The intensive hunting of polar bears (Ursus maritimus) in Svalbard began around 1870, and the population was at low levels when the species was protected from 1973. The following years the population probably increased considerably, and newer data indicates that the population has not likely been reduced the last 10-15 years, despite a large reduction in available sea ice in the same period. In August 2004 the Barents Sea population of polar bears was estimated to around 2650 (95 % CI ~ 1900-3600) animals (Aars et al. 2009), a number assumed to reflect a significant increase following the protection in 1973 (Aars et al. 2009; Derocher 2005). This means that the species is probably not threatened by the effects smaller populations may be impacted by, such as loss of genetic diversity or random demographic processes. The Barents Sea area inhabits one of the total nineteen assumed Arctic sub populations of polar bears with a high genetic exchange towards neighboring populations in the east and west (Peacock et al. 2015). The availability of sea ice habitat has in recent years been reduced much faster for the Barents Sea population than for other polar bear populations (Stern and Laidre 2016) and reproducing females are increasingly prevented from reaching important denning areas east of Svalbard (Aars 2013; Derocher et al. 2011).

The monitoring includes number of dens and sea ice coverage at Kongsøya and at Hopen, and recruitment of cubs and yearlings using data from the annual capture-recapture program. The occurrence of dens on Hopen and Kongsøya clearly shows that few females reach these islands in the autumn if the ice arrives late, sometime after the first part of November. It is unclear whether this means that the proportion of females in the subpopulation having cubs is declining. One assumes that a higher proportion of adult females now den in the Russian Arctic (Franz Josef Land). Habitats have also shifted much further north following the ice edge which is the area where most polar bears hunt for a large portion of the year (Lone et al. 2017). Data from the annual tagging programme shows a weak decline in litter size over the years, but there is no significant decrease. Further, there is no significant change over time in the number of cubs per adult female, or in the proportion of females with yearlings. It appears that the local population at Svalbard has remained at around 300 bears from 2004 to 2015, and the total number in the Norwegian Arctic is approximately the same or increasing (Aars et al. 2017). There are no signs that the condition (i.e. fat storage) of the monitored polar bears has decreased over time. Even though the loss of sea ice has been evident around Svalbard in recent years, and is expected to continue in the coming decades, the size of the subpopulation may still be below the carrying capacity. It is therefore not surprising that it looks as if the subpopulation is likely growing, or at least seems to be stable, even though the availability of habitats has become poorer for much of the year.

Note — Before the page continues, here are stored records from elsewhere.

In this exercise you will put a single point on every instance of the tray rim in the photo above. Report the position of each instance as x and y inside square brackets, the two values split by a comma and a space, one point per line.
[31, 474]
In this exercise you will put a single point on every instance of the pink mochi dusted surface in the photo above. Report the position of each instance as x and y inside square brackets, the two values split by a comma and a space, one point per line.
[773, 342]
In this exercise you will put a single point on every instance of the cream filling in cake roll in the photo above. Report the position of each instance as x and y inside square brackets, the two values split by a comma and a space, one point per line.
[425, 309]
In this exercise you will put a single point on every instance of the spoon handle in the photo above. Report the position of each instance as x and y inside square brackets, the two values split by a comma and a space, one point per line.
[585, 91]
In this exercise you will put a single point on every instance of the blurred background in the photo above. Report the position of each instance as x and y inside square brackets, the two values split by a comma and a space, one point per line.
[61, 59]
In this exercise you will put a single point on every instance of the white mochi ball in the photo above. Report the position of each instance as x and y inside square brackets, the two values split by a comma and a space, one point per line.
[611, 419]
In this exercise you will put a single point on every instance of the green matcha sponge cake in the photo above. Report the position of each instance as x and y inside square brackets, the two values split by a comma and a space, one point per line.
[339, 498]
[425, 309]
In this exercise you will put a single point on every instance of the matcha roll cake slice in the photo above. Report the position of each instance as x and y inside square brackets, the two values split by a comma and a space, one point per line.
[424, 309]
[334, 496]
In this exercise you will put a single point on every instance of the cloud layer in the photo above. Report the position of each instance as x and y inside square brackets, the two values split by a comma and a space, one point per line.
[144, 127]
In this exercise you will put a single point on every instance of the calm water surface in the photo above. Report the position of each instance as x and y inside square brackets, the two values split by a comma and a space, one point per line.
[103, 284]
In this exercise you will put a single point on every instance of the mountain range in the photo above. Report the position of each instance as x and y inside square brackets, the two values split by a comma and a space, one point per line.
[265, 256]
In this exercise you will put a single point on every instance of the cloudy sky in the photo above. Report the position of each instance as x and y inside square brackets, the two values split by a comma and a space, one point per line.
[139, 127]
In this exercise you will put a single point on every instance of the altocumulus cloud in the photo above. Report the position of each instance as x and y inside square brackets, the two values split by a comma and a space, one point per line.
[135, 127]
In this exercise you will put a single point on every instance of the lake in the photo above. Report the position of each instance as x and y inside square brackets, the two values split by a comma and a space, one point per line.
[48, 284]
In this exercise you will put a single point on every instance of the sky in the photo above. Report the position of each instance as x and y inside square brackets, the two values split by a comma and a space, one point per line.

Figure 3.9.1.6: Body condition index of adult male polar bears caught in spring (March-May) in the period 1993-2019. The lines in the middle of each box show the median value, and the box segments and lines above and below the median each cover ca 25% of the data points. There is no significant trend over time. Source: https://www.mosj.no/en/fauna/marine/polar-bear.html. Figure 3.9.1.6: Body condition index of adult male polar bears caught in spring (March-May) in the period 1993-2019. The lines in the middle of each box show the median value, and the box segments and lines above and below the median each cover ca 25% of the data points. There is no significant trend over time. Source: https://www.mosj.no/en/fauna/marine/polar-bear.html.

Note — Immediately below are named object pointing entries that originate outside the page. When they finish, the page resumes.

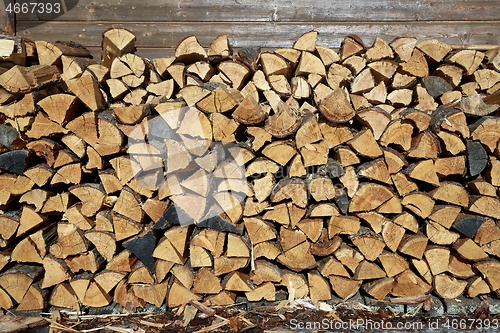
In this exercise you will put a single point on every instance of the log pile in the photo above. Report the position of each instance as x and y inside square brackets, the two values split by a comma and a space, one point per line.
[215, 174]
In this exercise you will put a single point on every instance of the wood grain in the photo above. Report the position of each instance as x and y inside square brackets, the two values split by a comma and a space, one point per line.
[168, 35]
[276, 11]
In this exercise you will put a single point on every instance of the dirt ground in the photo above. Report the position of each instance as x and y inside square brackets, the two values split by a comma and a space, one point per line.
[278, 318]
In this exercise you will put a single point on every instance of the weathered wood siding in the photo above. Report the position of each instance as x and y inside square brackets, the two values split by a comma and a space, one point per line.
[160, 25]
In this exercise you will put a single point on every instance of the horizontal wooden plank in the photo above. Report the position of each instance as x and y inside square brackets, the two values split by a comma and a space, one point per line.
[271, 35]
[272, 11]
[7, 20]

Climate change is affecting different species at different rates. The sudden sea ice decline in 2006 had an impact on the spatial overlap and the predator-prey relationship between polar bear and ringed seal (Pusa hispida) (Hamilton et al. 2017). Following the reduction in sea-ice, polar bears spent the same amount of time at tidal glacial fronts during spring, but less time during summer and autumn. Since ringed seals did not change their glacier front association during summer this led to a decrease in spatial overlap values between these two species in the coastal areas of Svalbard. During summer polar bears are now moving greater distances daily and spend more time close to ground-nesting bird colonies, where bear predation can have substantial local effects. This study shows the importance of considering multiple species when exploring the impacts of climate change.

Other ice-associated marine mammals

NPI also do research and publish data on species of ice associated marine mammals not covered by MOSJ. Among these species are bearded seal (Erignathus barbatus), ringed seals, white whales (Delphinapterus leucas), bowhead whales (Balaena mysticetus) and narwhals (Monodon monoceros).

The rapid warming of the Arctic and consequential loss of sea ice represent a serious threat to ice-associated species in the region. In 2015, an aerial survey was carried out to estimate the abundance of Arctic endemic whale species in the marginal ice zone north of Svalbard. The survey was performed from the Russian/Norwegian border and westwards (i.e. in Norwegian waters) in cooperation with Russian colleagues. In an area of just over 52,000 km2 no white whales were seen, but an estimated 343 (95 % CI: 136-862) bowhead whales and 837 narwhals (95 % CI: 314-2233) occurred in the study area (Vacquié-Garcia et al., 2017). The bowhead whales were generally found close to the ice edge, while the narwhals were found deep into the ice all the way to the end of the survey lines (suggesting that their distributional area likely expanded north of the surveyed area). This study highlights that the sea ice represents an important habitat for these species in late summer in this region and clearly documents that aircrafts are required to conduct surveys of bowhead whales and narwhals.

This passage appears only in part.